Por Juan Pablo Ojeda

 

La madrugada del 21 de febrero rompió la calma de Tapalpa, pueblo mágico conocido por su vocación turística y de descanso. Helicópteros, sobrevuelos militares y detonaciones marcaron el inicio del operativo en el que fue capturado y abatido Nemesio Oseguera Cervantes, “El Mencho”, líder del Cártel Jalisco Nueva Generación.

El secretario de la Defensa Nacional, Ricardo Trevilla, calificó la acción como “realmente muy violenta”. No era para menos. El historial del CJNG incluía antecedentes de alto impacto: en 2015 el grupo derribó un helicóptero militar con lanzacohetes, y en 2020 atentó contra Omar García Harfuch en la Ciudad de México con armamento de alto poder.

Durante el enfrentamiento en Tapalpa, el Ejército aseguró un arsenal que incluía un fusil Barrett de alto calibre, municiones, granadas de mortero, lanzacohetes y vehículos. El choque dejó 25 militares fallecidos, además de cinco presuntos integrantes del cártel muertos en el lugar y otros más heridos que posteriormente perdieron la vida. Entre ellos se encontraba Oseguera Cervantes.

El operativo representa uno de los golpes más significativos contra el crimen organizado en los últimos años. De acuerdo con una editorial de The Wall Street Journal, existían dudas sobre si México contaba con la capacidad para enfrentar a un capo que se movía con convoyes blindados y escoltas con entrenamiento especializado. El diario destacó que la actual administración dio señales de mayor determinación en el combate a los cárteles.

En el plano político, la acción se enmarca en la estrategia de seguridad encabezada por la presidenta Claudia Sheinbaum Pardo, quien nombró a García Harfuch como titular de Seguridad y Protección Ciudadana. La decisión ha sido interpretada como un viraje respecto a la política de “abrazos, no balazos” del expresidente Andrés Manuel López Obrador.
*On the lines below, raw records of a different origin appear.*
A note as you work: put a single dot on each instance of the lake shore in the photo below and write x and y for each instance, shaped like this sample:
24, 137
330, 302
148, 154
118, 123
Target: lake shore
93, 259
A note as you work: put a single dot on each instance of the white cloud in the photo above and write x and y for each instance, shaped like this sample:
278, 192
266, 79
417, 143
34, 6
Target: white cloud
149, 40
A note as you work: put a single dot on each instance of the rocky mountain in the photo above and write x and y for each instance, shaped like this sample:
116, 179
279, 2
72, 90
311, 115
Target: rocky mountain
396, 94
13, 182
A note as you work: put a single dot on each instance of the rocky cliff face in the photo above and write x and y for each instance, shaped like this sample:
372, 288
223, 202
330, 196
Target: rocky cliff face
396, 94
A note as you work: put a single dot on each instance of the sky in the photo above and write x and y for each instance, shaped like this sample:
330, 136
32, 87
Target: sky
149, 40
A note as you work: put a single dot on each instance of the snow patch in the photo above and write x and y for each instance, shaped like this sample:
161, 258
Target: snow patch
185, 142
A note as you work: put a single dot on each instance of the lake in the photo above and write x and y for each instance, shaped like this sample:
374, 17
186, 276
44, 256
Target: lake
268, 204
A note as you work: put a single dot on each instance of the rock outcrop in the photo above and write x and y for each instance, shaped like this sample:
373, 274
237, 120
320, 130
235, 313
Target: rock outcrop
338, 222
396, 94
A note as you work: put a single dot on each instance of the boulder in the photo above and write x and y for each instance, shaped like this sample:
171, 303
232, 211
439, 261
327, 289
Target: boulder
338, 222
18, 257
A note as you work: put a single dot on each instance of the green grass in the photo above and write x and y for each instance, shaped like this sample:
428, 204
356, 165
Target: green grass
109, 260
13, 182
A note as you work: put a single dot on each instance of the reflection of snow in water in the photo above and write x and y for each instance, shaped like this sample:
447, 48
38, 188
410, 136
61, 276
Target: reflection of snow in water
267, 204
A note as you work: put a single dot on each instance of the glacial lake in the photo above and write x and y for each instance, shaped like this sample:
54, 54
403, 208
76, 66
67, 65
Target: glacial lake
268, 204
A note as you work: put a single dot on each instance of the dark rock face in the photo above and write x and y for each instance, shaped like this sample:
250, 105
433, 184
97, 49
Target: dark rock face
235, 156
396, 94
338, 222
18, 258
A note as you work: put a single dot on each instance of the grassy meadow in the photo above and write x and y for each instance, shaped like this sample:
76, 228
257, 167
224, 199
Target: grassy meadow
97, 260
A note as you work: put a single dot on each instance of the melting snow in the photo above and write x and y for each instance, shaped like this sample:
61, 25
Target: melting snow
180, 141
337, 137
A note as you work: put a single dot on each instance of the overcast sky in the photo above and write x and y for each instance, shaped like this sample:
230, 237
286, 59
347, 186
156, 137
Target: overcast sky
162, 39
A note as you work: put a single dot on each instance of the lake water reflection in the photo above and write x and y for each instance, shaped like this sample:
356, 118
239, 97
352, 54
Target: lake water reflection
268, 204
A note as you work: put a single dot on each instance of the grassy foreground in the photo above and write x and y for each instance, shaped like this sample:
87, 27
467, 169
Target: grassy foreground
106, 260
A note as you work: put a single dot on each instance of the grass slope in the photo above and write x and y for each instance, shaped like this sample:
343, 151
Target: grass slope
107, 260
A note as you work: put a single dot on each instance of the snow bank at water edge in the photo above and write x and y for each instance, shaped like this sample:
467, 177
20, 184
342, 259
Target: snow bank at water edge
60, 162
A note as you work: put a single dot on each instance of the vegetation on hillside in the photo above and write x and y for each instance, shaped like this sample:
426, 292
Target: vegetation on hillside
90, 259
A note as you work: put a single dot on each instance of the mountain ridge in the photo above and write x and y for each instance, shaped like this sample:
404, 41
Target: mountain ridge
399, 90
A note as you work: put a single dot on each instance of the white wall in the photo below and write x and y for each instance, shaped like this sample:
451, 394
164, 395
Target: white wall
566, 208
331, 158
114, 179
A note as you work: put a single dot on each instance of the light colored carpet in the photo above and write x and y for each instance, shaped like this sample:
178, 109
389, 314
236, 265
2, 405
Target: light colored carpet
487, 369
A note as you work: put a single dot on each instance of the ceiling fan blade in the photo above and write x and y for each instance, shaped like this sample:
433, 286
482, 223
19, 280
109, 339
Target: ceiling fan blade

El contexto internacional también pesa. El presidente de Estados Unidos, Donald Trump, ha presionado para intensificar el combate a los cárteles mexicanos, incluso catalogándolos como organizaciones terroristas. La operación en Tapalpa ocurre en ese escenario de presión bilateral y redefine el equilibrio criminal en varias regiones del país.

La caída de “El Mencho” no solo altera la estructura del CJNG; abre una nueva etapa en la estrategia de seguridad mexicana, con riesgos evidentes de reacomodos violentos, pero también con un mensaje político claro sobre la disposición del Estado a confrontar a los grupos criminales de mayor alcance.